促されるように病室の入り口から、拓人くんの隣まで足を進める。

「この前さ、新月を一緒に見るって約束してたじゃん」

「うん」

「行けなかった理由を話すとね....少し前よりも体が悪くなっちゃって...だから...凄く行きたかったんだけど看護師さんにそのことが見つかって行けなかったんだ。本当にごめん」

「ううん、謝らなくて良いよ。しょうがないじゃん。あの日の新月凄く綺麗だったよ。拓人くんの分まで沢山見ておいたから!」

「あはは、ありがとう」

拓人くんの笑顔はとても素敵だ。



病室を出る前に「また来るね。」

私がそう言うと拓人くんは笑って、「待ってる」そう言ってくれた。

とても嬉しくて帰路についてるとき、ついスキップしそうになるくらい。

こんなに嬉しい気持ちは久しぶりだ。空を見上げるとちょうど月は半月になっていた。あと少ししたら満月が見れる...。また、見れると良いな。2人で。

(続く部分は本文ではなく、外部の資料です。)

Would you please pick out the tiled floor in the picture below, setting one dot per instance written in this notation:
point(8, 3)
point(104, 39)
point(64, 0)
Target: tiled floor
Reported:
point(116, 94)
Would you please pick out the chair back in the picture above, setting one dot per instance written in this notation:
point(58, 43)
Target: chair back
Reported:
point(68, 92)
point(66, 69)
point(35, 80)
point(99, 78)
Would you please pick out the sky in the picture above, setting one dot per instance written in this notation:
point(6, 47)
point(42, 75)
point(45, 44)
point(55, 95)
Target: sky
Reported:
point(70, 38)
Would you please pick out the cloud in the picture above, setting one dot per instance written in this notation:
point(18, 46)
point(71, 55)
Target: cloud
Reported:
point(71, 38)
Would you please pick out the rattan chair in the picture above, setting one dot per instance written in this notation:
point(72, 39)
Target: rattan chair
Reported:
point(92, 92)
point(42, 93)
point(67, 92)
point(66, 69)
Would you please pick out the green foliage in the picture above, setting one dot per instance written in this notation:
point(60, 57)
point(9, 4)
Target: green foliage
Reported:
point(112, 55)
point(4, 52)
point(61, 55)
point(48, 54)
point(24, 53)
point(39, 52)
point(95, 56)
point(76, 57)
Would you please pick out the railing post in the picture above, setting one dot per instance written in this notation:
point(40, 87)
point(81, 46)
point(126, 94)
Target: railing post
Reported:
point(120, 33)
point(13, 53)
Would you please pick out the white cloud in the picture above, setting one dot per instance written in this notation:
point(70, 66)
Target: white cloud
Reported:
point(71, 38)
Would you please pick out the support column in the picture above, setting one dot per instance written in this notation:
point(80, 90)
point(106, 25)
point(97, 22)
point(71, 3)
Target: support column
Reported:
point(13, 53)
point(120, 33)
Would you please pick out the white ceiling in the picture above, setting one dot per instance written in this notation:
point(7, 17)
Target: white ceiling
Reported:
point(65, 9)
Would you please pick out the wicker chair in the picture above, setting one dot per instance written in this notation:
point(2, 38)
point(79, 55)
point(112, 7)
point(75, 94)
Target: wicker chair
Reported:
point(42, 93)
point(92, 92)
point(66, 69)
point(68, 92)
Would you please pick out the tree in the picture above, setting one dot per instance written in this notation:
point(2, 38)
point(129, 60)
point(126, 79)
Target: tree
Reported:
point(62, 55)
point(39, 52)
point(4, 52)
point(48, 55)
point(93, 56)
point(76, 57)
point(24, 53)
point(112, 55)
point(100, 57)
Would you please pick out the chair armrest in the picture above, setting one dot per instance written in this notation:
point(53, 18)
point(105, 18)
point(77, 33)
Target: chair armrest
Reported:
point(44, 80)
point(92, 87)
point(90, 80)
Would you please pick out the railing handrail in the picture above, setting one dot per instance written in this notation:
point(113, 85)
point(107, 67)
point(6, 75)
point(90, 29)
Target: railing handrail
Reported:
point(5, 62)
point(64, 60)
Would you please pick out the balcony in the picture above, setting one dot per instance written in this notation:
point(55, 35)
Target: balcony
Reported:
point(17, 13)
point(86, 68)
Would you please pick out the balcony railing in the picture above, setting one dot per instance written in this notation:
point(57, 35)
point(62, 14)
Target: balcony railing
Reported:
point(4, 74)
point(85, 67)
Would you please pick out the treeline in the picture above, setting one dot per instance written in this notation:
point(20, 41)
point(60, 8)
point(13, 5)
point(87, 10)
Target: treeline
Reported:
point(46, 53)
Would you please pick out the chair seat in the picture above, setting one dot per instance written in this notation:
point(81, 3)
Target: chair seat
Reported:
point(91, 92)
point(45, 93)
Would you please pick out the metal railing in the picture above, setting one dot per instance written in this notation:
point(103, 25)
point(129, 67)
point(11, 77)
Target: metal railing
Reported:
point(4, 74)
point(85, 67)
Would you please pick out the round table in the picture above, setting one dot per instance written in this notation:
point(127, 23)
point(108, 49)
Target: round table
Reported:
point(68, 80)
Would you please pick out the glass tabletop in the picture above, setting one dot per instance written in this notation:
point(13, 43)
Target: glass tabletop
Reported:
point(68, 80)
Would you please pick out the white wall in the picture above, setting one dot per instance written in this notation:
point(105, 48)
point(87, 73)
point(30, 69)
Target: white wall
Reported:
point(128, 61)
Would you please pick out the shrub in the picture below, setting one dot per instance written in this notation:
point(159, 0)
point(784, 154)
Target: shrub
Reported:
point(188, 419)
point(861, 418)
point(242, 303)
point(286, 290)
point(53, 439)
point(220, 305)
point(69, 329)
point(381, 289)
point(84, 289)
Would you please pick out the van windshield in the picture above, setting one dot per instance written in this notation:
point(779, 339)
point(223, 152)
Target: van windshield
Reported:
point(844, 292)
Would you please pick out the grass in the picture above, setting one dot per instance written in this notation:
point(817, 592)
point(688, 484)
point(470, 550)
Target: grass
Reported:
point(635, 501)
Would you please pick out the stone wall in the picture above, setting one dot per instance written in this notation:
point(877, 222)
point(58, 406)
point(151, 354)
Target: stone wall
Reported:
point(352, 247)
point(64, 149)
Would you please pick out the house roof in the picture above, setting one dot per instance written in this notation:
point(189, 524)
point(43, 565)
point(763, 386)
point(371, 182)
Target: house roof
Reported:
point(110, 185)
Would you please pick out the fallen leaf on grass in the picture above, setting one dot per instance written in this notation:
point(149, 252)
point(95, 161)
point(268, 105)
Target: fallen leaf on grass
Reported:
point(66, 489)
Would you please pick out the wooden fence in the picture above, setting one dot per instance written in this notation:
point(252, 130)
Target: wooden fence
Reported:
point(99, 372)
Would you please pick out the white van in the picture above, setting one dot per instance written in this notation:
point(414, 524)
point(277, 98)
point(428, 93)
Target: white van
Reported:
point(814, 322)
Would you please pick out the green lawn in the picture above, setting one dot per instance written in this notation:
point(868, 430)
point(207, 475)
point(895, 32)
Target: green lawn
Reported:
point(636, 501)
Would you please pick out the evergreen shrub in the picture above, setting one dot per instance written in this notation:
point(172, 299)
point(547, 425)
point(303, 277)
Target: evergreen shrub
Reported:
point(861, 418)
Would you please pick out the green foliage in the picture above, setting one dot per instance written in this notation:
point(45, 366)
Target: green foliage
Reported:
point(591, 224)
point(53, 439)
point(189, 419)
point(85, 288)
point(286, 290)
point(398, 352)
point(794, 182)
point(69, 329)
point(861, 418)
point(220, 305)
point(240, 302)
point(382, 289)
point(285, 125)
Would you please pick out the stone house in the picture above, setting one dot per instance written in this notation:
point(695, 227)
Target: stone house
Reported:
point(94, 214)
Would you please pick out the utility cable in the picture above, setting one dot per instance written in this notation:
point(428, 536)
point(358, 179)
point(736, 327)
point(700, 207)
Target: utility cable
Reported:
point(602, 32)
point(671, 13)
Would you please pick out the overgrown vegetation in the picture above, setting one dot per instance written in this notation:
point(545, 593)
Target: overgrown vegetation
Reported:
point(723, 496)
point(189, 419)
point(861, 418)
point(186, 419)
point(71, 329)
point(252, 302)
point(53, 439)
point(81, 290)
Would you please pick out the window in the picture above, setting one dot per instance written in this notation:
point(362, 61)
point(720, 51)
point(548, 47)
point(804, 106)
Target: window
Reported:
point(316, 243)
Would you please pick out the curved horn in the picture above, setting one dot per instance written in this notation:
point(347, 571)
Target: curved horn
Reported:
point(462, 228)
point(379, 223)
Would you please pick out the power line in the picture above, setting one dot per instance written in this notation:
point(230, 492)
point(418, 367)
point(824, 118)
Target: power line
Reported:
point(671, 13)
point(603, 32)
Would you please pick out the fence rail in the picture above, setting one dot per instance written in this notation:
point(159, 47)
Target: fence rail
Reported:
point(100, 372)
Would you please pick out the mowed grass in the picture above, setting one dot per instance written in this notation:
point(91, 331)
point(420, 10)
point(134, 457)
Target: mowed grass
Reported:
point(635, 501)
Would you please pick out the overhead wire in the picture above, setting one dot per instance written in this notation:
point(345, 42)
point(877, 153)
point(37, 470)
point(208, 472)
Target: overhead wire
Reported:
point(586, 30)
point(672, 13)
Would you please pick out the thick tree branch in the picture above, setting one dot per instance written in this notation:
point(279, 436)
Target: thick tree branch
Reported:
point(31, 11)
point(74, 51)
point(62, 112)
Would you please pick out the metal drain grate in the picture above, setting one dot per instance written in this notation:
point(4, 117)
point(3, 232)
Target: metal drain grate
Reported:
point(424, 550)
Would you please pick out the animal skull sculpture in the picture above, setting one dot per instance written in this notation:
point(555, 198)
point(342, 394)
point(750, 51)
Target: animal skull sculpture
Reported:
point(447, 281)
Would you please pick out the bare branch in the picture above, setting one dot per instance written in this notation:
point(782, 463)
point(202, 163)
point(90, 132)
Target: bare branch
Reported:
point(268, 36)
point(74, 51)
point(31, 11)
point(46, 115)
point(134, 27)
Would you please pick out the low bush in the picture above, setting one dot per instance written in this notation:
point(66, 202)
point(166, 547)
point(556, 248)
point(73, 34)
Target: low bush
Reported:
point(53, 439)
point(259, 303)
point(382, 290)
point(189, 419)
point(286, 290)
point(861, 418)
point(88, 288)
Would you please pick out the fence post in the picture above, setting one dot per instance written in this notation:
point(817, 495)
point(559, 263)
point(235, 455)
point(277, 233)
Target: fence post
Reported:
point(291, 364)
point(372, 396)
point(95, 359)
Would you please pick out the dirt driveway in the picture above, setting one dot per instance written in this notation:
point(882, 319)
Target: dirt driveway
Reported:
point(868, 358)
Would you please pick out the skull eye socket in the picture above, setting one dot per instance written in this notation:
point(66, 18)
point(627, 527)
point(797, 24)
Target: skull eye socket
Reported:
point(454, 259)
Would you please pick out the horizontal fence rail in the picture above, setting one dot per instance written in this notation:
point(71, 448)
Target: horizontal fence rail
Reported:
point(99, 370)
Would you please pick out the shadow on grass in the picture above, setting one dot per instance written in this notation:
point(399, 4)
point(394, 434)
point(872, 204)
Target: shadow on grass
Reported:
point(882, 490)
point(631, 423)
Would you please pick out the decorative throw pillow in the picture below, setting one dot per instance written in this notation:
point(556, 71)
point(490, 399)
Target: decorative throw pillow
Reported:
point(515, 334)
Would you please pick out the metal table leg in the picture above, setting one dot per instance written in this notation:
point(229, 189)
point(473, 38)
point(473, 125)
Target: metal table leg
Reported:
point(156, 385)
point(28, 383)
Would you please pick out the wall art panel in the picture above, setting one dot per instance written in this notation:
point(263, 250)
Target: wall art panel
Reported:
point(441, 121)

それからはほぼ毎日、拓人くんの所に行くようになった。

他愛のない話をしたり時々、裕太くんが来て一緒に遊んだり...

私としては放課後の楽しみになりつつあった。


「そう言えば、明日って満月だよね」

「よく知ってるね」

「まぁね」

拓人くんの影響で月について色々調べたとか少し恥ずかしくて言えない(笑)「ね、一緒に見ようよ!」

「嬉しい。また一緒に見れるなんて。」

言ったあとの拓人くんの表情は少し悲しげだった。

「私も嬉しいよ。」

「.......もしかしたら、これが最後かもしれないから...」

ふと溢したその言葉に私の胸はギュッと押さえつけられるような感覚。

「...そんなこと、言わないで。拓人くんはこれからも私と一緒に月を見るの。」「うん。そうだね。夏菜子ちゃんとならこの先もずっと見れる気がする」

その言葉は素直に嬉しくて照れくさかった。拓人くんも少し頬が赤くなってる気がした。

「楽しみだな」

拓人くんはそう言い、優しく微笑んだ。